Après la poignée de main, le Vicomte Carmel, désormais légèrement plus respectueux, fut surpris.
« Hmm… tout près du seuil. Si ce n'est pas trop demander, puis-je aider Sir Andimion à franchir cette frontière ? »
« Bien sûr ! Je vous en prie, je serais reconnaissant ! »
« Très bien, commençons. »
« Oooh ! »
Maman franchit le seuil que Carmel n'avait pas pu surmonter pendant dix ans.
Depuis lors, Maman et le Vicomte Carmel s'affrontaient occasionnellement, tissant des liens par l'épée.
Observer ces duels était une expérience d'apprentissage précieuse pour moi et Prinz.
« Papa, ce sont des utilisateurs d'aura, non ? Un autre nom est Maîtres de l'Épée. »
<Dois-je vraiment expliquer les rangs d'utilisateurs d'aura à mon camarade de classe ? Dépêche-toi, Ailet !>
Pendant ce temps, quelqu'un observait le duel avec admiration.
« Papa, tu es encore là ? »
« Oui… »
Le regard de mon père suivait ma mère, à moitié en transe.
C'était compréhensible.

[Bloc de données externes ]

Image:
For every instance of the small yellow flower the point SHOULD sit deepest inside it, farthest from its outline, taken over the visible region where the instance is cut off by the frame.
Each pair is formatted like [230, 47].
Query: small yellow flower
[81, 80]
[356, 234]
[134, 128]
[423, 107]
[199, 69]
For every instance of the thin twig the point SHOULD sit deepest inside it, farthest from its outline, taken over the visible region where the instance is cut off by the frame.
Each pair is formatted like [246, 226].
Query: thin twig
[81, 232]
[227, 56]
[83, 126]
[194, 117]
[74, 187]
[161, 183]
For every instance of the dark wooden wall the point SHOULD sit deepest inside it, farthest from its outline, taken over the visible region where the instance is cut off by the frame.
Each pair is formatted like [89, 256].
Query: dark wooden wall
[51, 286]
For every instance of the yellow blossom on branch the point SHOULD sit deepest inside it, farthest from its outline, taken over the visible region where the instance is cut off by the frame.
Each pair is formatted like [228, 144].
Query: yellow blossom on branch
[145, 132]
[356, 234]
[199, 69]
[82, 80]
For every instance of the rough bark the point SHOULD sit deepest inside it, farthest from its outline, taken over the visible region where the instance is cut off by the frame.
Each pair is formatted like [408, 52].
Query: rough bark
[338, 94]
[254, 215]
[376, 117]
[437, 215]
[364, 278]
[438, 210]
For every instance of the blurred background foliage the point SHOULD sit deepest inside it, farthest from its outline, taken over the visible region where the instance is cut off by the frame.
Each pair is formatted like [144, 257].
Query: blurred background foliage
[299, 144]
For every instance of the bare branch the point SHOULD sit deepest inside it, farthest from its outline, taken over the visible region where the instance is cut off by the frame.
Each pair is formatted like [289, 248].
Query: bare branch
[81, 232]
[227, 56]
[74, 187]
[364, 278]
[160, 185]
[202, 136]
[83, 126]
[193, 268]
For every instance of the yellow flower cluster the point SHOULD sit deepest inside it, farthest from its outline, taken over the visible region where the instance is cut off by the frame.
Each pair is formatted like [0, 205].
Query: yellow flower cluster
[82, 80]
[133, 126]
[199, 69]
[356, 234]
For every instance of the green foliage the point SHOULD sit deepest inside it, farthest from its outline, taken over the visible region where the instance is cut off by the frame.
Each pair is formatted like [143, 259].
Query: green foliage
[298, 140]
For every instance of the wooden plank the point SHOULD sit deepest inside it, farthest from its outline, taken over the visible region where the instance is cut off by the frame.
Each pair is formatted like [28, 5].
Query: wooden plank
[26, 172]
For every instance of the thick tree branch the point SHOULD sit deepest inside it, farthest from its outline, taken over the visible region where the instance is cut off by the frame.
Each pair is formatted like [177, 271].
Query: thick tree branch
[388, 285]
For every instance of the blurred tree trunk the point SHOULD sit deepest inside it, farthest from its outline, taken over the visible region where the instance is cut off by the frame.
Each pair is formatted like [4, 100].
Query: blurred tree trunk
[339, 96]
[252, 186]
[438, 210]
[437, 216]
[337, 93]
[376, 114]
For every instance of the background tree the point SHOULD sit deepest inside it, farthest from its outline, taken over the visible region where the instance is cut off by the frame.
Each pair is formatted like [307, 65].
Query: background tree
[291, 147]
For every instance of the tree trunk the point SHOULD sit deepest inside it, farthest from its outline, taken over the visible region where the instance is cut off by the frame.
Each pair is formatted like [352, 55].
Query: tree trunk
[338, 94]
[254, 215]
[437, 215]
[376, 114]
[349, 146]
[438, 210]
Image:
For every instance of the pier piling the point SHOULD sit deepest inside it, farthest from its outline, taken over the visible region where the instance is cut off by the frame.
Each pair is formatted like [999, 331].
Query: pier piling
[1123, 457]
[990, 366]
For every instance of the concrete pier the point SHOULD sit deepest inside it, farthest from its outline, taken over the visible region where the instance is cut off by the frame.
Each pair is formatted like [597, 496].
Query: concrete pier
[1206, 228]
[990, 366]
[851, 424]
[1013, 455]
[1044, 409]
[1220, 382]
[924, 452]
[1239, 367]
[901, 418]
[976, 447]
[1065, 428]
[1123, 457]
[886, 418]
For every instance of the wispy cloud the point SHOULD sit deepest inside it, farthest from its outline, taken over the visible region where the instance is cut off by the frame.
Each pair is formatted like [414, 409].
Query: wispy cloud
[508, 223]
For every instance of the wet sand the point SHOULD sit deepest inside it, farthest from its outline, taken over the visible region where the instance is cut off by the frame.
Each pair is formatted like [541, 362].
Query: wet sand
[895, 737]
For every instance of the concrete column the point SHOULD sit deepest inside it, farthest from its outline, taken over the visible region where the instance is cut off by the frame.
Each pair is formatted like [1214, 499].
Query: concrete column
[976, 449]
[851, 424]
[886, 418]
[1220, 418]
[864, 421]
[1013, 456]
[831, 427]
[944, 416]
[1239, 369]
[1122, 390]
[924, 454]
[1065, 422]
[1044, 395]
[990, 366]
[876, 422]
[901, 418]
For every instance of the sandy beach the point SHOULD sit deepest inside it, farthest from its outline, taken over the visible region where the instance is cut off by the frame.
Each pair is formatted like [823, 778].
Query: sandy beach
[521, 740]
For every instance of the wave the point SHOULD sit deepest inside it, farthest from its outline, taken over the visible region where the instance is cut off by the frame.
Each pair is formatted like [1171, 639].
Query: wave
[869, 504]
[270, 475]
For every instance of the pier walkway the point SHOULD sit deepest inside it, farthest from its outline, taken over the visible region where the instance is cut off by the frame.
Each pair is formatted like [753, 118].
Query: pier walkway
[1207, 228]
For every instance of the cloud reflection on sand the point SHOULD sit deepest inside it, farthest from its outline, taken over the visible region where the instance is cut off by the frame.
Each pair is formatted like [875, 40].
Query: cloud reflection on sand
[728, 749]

Avec une lance dans la main droite et une courte lance dans la gauche, elle se mouvait avec la grâce d'une épée dansante, belle et cool.
Même Agnes était subjuguée par les pas de Maman.
Le Vicomte Carmel, l'adversaire malchanceux, fut soudain relégué au rôle de bête sauvage.
Papa dit quelque chose d'inattendu.
« Oh non… je crois que je vais retomber amoureux… »
« Tu l'es déjà devenu, et vous vous êtes mariés, non ? »
« C'est le problème. Nous sommes mariés, avec des enfants, et pourtant j'ai l'impression de pouvoir retomber amoureux. Que dois-je faire ? »
« Fais ce que tu fais déjà — vivez heureux ensemble longtemps. »
L'amour donne envie de voir quelqu'un même en le regardant. Ce sentiment n'était pas seulement celui de Papa.
« Léo ! Tu es venu m'encourager encore aujourd'hui. »
Après le duel, Maman chercha immédiatement Papa. Après avoir bu la potion qu'il lui tendait, elle rapprocha soudain son visage du sien.
« Qu'est-ce que c'est ? Tu sens divinement bon, Léo. »
« Hein, Eltea ? »
Un observateur occasionnel pourrait croire qu'une jeune et jolie chevalier drague un alchimiste légèrement plus âgé.
Mais l'odeur était réelle. Récemment, Papa appliquait assidûment des potions de beauté, se lamentant de l'écart d'âge entre lui et Maman.
Alors que leurs nez se touchaient, leurs regards se croisèrent, et leurs joues se teintèrent d'un rouge profond.
« Eltea… »
« Léo… »
Je m'écartai discrètement, leur souhaitant une vie entière de bonheur ensemble.